Archives par mot-clé : uchronie

Les Oranges de Yalta, de Nicolas Saudray

Uchronie française parue en 1992. Durant la seconde guerre mondiale, Rudolph Hess convainc le Japon d’attaquer la Russie en même temps que l’Allemagne. Prise entre deux fronts, la Russie n’arrive pas à faire face, et la guerre tourne en faveur de l’Axe. On suit le point de vue de différents personnages – figures historiques ou anonymes pris dans les événements, de 1940 à la fin des années 50. Ça se lit bien, et la multiplicité des points de vue donne un roman choral qui marche bien pour une uchronie, mais ça n’a rien de révolutionnaire, ni dans l’uchronie décrite, ni dans le style d’écriture.

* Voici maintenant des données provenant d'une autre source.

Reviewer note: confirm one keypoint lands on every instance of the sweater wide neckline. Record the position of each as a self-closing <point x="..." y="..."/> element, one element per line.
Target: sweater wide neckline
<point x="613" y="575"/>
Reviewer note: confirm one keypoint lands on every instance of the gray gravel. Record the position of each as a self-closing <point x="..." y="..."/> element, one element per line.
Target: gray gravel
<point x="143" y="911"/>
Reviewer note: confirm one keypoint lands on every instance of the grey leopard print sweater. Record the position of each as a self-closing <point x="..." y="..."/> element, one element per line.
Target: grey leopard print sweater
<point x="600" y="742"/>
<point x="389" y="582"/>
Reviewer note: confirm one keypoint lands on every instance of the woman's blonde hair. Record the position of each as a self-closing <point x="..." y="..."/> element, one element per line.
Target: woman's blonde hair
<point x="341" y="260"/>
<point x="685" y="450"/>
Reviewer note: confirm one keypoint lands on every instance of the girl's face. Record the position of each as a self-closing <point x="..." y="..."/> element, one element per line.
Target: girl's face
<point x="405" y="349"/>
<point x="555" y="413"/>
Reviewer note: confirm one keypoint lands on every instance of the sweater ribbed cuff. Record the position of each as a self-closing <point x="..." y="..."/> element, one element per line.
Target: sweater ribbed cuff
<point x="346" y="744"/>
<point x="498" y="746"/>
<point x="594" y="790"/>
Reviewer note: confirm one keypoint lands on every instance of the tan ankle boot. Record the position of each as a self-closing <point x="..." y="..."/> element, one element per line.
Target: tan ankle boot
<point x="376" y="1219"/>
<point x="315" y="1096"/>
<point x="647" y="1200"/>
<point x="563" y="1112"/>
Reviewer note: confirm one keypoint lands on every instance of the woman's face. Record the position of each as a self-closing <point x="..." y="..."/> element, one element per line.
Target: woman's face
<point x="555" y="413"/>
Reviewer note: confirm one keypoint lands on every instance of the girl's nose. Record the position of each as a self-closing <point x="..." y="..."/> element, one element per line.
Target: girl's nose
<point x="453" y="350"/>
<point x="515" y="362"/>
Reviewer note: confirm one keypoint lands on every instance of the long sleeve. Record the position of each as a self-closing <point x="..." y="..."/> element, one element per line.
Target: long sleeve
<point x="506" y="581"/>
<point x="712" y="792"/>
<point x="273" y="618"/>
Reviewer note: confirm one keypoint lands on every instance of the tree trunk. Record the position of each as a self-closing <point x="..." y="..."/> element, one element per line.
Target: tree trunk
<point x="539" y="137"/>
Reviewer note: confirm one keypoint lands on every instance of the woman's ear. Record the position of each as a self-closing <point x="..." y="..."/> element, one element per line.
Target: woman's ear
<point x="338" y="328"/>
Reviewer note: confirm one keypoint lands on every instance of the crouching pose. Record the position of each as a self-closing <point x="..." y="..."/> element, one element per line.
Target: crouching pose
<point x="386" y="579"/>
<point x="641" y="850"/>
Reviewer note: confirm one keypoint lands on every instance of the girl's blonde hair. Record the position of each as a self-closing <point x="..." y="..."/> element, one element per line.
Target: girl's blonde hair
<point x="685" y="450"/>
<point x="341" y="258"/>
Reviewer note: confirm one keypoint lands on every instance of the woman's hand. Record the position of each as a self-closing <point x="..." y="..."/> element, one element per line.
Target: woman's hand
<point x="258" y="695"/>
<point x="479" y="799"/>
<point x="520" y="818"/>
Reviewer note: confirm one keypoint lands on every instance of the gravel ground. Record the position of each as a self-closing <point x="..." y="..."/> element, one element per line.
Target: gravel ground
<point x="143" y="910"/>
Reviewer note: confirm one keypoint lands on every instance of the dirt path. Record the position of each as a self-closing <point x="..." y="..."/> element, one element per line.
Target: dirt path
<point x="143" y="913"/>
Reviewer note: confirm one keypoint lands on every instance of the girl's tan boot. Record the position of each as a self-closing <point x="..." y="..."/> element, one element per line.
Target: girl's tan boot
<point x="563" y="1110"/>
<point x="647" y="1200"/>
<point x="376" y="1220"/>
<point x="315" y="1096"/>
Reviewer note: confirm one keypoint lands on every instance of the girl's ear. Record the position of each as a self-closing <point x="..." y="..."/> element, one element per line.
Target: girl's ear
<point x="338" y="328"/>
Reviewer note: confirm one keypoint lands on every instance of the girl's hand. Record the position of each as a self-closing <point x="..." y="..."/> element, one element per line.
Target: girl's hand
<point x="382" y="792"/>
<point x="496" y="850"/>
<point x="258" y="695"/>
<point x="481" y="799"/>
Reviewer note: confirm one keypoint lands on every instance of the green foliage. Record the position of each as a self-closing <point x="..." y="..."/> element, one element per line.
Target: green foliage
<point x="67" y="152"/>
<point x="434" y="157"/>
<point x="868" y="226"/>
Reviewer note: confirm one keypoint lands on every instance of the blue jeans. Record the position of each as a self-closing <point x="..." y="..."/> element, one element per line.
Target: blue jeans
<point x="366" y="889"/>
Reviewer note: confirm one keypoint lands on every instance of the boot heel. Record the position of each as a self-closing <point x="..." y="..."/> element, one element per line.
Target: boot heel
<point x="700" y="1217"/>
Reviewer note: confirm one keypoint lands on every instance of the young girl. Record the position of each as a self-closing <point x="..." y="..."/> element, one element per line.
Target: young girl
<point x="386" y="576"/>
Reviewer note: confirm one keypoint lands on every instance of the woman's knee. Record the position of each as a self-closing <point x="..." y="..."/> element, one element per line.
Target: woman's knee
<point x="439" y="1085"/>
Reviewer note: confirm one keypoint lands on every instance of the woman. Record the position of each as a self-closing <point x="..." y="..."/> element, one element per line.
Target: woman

Protectorats, de Ray Nayler

Recueil de nouvelles, paru en 2023 au Bélial (les nouvelles ont originellement été publiées dans des magazines en anglais, mais il n’existe pas de recueil équivalent en anglais). Certaines des nouvelles partagent un univers uchronique commun, où les États-Unis ont exploité la technologie d’une soucoupe volante tombée sur leur territoire en 38 pour gagner une énorme avance technologique et à la fin de la seconde guerre mondiale, repousser les communistes jusqu’en Russie, gardant toute l’Europe et une partie de l’Asie Mineure sous la forme de « protectorats », d’où le titre du recueil.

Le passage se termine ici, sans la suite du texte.